7. An audio data encoding apparatus comprising:

a first scale factor determiner determining an initial scale factor value for each frequency band of the audio data according to a quantization error and a maximum permissible distortion level for each frequency band;

a second scale factor determiner comparing the initial scale factor value for each frequency band and a predetermined common scale factor value and determining a final scale factor value for each frequency band based on a comparison result;

a quantizer quantizing the audio data using the final scale factor value for each frequency band; and

a lossless encoding unit encoding the quantized audio data.

8. The audio data encoding apparatus of claim 7, wherein the first scale factor determiner determines a maximum scale factor value from among scale factor values for each frequency bands of the audio data satisfying a requirement that the quantization error does not exceed the maximum permissible distortion level as the initial scale factor.

9. The audio data encoding apparatus of claim 7, wherein the first scale factor determiner adjusts a default scale factor value for each frequency band considering the quantization error according to the default scale factor and the maximum permissible distortion level, and determines the adjusted default scale factor value as the initial scale factor value.

10. The audio data encoding apparatus of claim 7, wherein the second scale factor determiner determines a value that is not larger between the initial scale factor value and the predetermined common scale factor value as the final scale factor value.
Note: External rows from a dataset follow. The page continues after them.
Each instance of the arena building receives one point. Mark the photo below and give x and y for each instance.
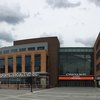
(41, 62)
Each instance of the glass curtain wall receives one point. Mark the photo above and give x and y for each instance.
(37, 62)
(18, 64)
(10, 65)
(2, 66)
(76, 63)
(28, 63)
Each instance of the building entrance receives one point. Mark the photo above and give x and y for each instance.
(76, 83)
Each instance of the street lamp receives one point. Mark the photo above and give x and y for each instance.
(31, 79)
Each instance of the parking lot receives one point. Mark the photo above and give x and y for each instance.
(62, 93)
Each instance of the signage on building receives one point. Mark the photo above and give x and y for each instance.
(19, 74)
(76, 78)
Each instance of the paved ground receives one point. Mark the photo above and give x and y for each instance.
(66, 93)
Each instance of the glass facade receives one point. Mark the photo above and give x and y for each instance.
(28, 63)
(76, 61)
(37, 62)
(19, 64)
(10, 65)
(2, 66)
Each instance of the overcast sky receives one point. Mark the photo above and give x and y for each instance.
(75, 22)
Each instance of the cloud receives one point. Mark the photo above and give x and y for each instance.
(62, 3)
(96, 2)
(11, 15)
(6, 36)
(87, 42)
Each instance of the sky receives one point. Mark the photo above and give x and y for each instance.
(75, 22)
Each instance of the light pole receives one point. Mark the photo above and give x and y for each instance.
(31, 79)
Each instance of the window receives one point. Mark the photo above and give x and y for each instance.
(22, 49)
(10, 65)
(75, 63)
(2, 66)
(37, 62)
(31, 48)
(28, 63)
(98, 67)
(18, 64)
(14, 50)
(0, 52)
(6, 51)
(41, 48)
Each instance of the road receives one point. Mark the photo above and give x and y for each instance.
(62, 93)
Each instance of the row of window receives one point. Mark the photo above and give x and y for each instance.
(98, 67)
(75, 63)
(76, 50)
(37, 65)
(22, 49)
(97, 54)
(98, 44)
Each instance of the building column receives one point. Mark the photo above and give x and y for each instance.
(23, 62)
(43, 62)
(14, 64)
(32, 62)
(6, 65)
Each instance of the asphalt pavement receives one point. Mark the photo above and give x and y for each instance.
(61, 93)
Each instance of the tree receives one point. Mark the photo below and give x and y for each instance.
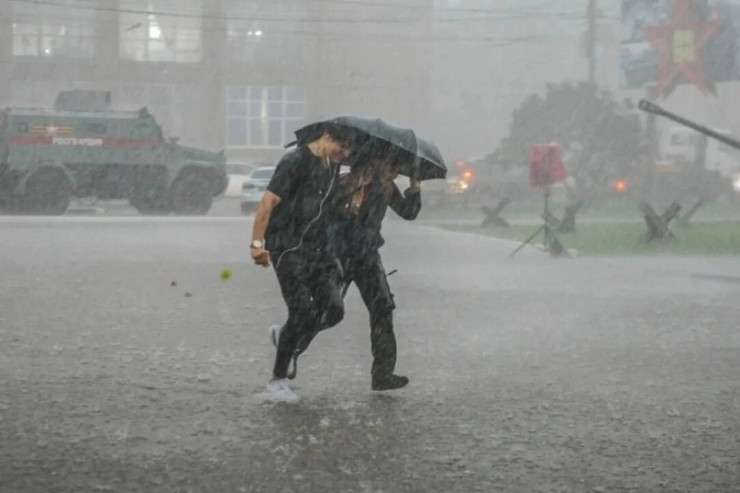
(598, 141)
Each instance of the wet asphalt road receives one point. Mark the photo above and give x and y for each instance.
(127, 364)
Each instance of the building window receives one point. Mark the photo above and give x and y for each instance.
(157, 31)
(51, 31)
(263, 116)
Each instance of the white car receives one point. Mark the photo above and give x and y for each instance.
(238, 173)
(254, 186)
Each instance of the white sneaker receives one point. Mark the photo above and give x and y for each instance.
(275, 331)
(280, 389)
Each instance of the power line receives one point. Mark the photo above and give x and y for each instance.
(513, 14)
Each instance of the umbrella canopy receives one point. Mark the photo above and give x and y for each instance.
(425, 160)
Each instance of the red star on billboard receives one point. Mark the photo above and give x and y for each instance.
(680, 44)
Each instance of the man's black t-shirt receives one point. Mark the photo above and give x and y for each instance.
(302, 181)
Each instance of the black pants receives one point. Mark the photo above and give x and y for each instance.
(369, 276)
(311, 285)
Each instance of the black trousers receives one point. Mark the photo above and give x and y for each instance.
(369, 276)
(311, 284)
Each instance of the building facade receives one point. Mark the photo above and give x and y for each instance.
(232, 74)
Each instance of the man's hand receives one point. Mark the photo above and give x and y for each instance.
(414, 185)
(260, 256)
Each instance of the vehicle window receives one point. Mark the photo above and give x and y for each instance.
(262, 174)
(238, 169)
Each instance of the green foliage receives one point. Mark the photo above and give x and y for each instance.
(608, 239)
(598, 142)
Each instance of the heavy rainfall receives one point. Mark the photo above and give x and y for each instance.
(502, 236)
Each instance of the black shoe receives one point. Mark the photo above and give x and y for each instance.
(389, 382)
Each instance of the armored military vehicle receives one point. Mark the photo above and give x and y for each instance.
(83, 148)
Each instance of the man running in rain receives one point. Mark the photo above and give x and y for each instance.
(290, 232)
(354, 236)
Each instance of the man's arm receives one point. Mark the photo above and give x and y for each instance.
(408, 204)
(261, 219)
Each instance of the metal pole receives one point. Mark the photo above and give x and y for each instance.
(591, 41)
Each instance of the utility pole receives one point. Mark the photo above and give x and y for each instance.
(591, 41)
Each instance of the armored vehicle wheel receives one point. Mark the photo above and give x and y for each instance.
(48, 192)
(151, 206)
(191, 195)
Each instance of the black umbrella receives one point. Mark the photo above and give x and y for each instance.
(425, 161)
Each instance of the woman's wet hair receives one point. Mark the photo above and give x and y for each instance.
(348, 138)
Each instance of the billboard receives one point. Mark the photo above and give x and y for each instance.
(669, 42)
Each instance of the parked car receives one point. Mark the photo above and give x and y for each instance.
(238, 173)
(254, 186)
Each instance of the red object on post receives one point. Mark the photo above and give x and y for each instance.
(545, 165)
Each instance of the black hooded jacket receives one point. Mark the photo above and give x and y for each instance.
(357, 237)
11. The audio data encoding apparatus of claim 7, further comprising:

a used bits calculator calculating a used bits of the audio data, which is the number of bits necessary to encode the audio data;

a bits comparator determining whether the used bits is larger than a predetermined maximum target bits; and

a scale factor updater selectively updating the predetermined common scale factor value and selectively generating a control signal, based on a result determined by the bits comparator,

wherein the second scale factor determiner operates in response to the control signal.

12. The audio data encoding apparatus of claim 11, wherein the used bits is initially calculated after the final scale factor value is initially determined.

13. A computer readable recording medium storing a program for executing a method of any one of claims 1 through 6.